かつて、ライエン王太子、レオクス鉄槌王、そしてウィルハルト聖剣王の三者で巡った三つ巴の恋。結局、ナイトに成り損なったレオクス鉄槌王であったが、そのチャンスがかのウィルハルト聖剣王を差し置いて、己れの元へと舞い込んできたのだ。
もはや、レオクス鉄槌王を説得するのに多くの言葉は必要なかった。
レミルはそのエピソードを、亡き母の克明なる手記によって、事前に知り得ていた。そして、レオクス鉄槌王なる人物に、賭けてみる気になったのだ。それは、母の残した、レミルにとって貴重な財産となった。
レミルは、レオクス鉄槌王に言う。
「私の『騎士(ナイト)』に御成り下さい」
その言葉がレオクス王家の、古く固き鎖を断ち切るかのように、レオクス鉄槌王の錆びた両眼を大きく見開かせた。

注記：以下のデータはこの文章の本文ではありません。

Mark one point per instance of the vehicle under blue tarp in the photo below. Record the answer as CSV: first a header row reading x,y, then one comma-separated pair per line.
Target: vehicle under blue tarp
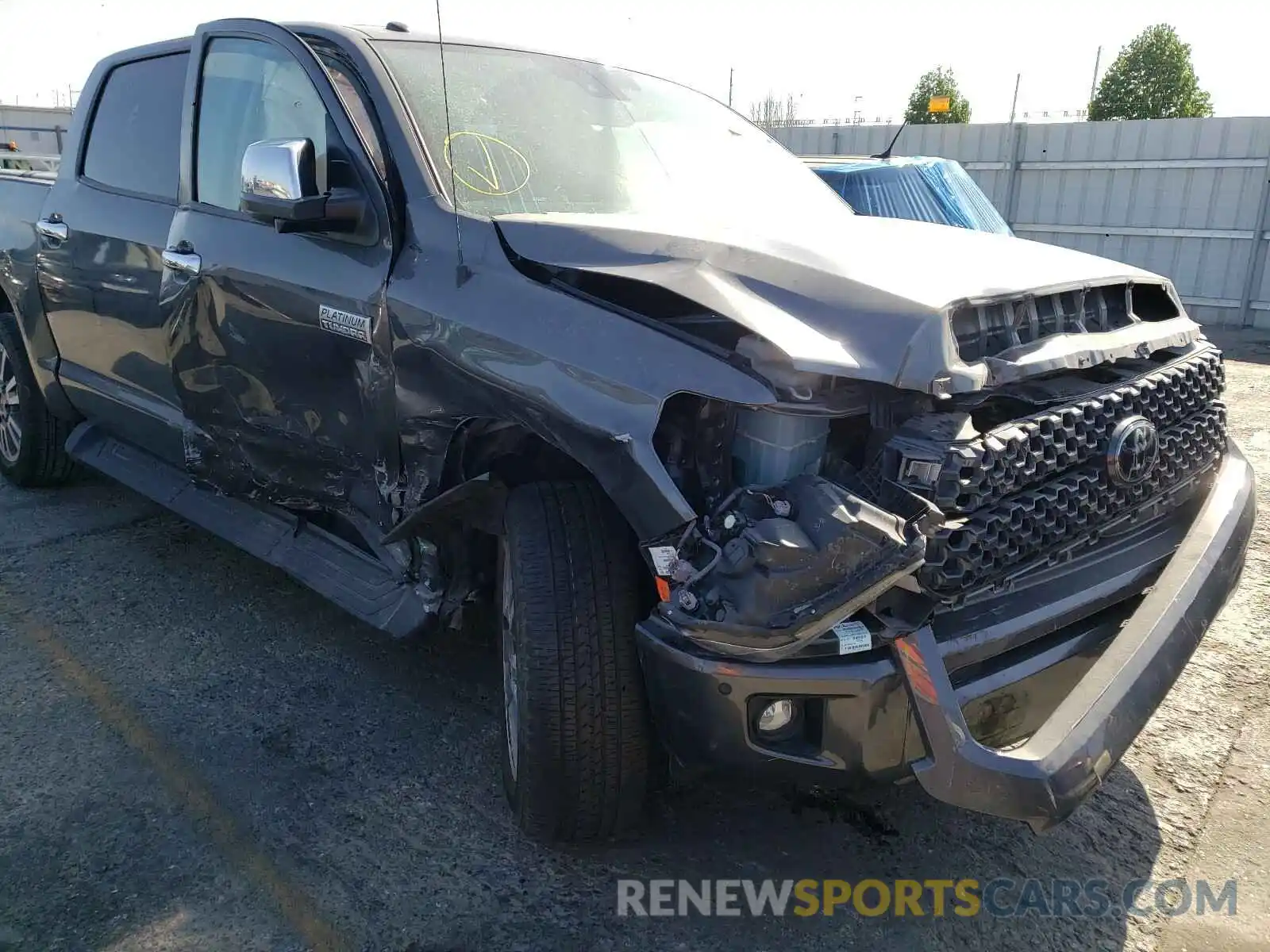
x,y
918,188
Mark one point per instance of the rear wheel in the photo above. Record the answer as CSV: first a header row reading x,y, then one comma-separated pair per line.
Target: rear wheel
x,y
575,759
31,438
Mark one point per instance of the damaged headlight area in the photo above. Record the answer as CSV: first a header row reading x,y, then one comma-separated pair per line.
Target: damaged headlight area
x,y
789,541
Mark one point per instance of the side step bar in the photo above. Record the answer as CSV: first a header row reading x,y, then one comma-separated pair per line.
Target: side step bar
x,y
362,585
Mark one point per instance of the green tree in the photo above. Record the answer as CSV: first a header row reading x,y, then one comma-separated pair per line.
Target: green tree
x,y
939,82
1151,79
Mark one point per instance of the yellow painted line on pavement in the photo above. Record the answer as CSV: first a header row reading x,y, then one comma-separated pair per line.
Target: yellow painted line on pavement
x,y
298,909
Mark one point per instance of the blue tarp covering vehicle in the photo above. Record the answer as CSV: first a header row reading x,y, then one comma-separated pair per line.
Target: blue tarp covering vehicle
x,y
920,188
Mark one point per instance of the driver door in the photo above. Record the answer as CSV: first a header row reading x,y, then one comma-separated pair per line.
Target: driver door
x,y
279,342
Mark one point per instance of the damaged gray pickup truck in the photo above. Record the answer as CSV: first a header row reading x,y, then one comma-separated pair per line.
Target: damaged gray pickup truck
x,y
749,479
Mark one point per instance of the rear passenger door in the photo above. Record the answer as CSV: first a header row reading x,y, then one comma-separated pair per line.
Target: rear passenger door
x,y
102,240
283,401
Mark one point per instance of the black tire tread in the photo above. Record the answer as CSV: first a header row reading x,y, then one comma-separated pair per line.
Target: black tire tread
x,y
586,736
44,460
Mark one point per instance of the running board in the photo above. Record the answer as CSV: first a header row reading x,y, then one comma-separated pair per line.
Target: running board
x,y
364,587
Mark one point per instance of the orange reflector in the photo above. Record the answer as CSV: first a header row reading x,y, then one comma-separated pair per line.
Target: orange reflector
x,y
914,666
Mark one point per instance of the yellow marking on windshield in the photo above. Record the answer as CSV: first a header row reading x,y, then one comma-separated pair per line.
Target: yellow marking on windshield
x,y
491,183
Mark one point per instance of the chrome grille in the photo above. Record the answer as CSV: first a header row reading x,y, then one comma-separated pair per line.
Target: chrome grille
x,y
1026,452
1056,520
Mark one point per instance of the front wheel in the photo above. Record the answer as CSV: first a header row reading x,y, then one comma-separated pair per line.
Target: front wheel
x,y
31,438
575,727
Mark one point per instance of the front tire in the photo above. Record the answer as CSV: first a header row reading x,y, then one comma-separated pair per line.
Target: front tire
x,y
32,441
575,727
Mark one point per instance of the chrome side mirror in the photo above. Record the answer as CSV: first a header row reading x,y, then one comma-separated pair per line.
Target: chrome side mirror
x,y
279,186
279,169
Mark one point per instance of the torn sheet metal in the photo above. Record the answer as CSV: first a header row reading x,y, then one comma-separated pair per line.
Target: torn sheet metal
x,y
869,301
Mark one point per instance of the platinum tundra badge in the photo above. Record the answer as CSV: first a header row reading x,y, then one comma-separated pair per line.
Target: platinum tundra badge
x,y
348,325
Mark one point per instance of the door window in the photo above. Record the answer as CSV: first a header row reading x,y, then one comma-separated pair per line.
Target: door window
x,y
252,90
133,143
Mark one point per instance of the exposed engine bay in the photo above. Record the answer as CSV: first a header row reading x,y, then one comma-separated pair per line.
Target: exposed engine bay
x,y
851,495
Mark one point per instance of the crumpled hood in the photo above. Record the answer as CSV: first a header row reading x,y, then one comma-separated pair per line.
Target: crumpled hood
x,y
855,296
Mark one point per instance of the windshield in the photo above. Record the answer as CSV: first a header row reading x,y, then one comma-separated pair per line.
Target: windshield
x,y
533,132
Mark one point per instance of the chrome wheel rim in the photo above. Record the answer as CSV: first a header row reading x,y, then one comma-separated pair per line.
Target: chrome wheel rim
x,y
10,401
511,691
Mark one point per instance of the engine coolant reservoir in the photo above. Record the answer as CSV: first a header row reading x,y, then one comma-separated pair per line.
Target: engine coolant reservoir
x,y
772,447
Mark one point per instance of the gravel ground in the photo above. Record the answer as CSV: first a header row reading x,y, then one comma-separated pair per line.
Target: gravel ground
x,y
200,754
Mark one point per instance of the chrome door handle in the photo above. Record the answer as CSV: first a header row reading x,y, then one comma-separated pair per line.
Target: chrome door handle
x,y
182,262
52,230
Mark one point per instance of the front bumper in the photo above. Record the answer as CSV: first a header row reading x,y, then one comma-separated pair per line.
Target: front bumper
x,y
1076,678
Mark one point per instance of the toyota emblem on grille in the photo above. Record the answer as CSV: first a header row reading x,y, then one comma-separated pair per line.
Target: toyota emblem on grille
x,y
1133,451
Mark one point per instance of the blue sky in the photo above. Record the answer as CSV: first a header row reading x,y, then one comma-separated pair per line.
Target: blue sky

レオクス鉄槌王は、震える我が身に高潔な心地よさを感じながら、レミルに一言、こう問い返した。
「して、その対価は」
「この、我が身」
レミルの短くも、堂々としたその返事に、この時、レオクス鉄槌王は有るべき王者の姿を感じ取ったという。
同時に、レオクス鉄槌王はこう決意した。
オーユへの強き想いを忠誠という想いに変えて。
こうして、レミルはレオクス鉄槌王という帝国のルークを、強力なナイトに変えて、その手中におさめたのだった。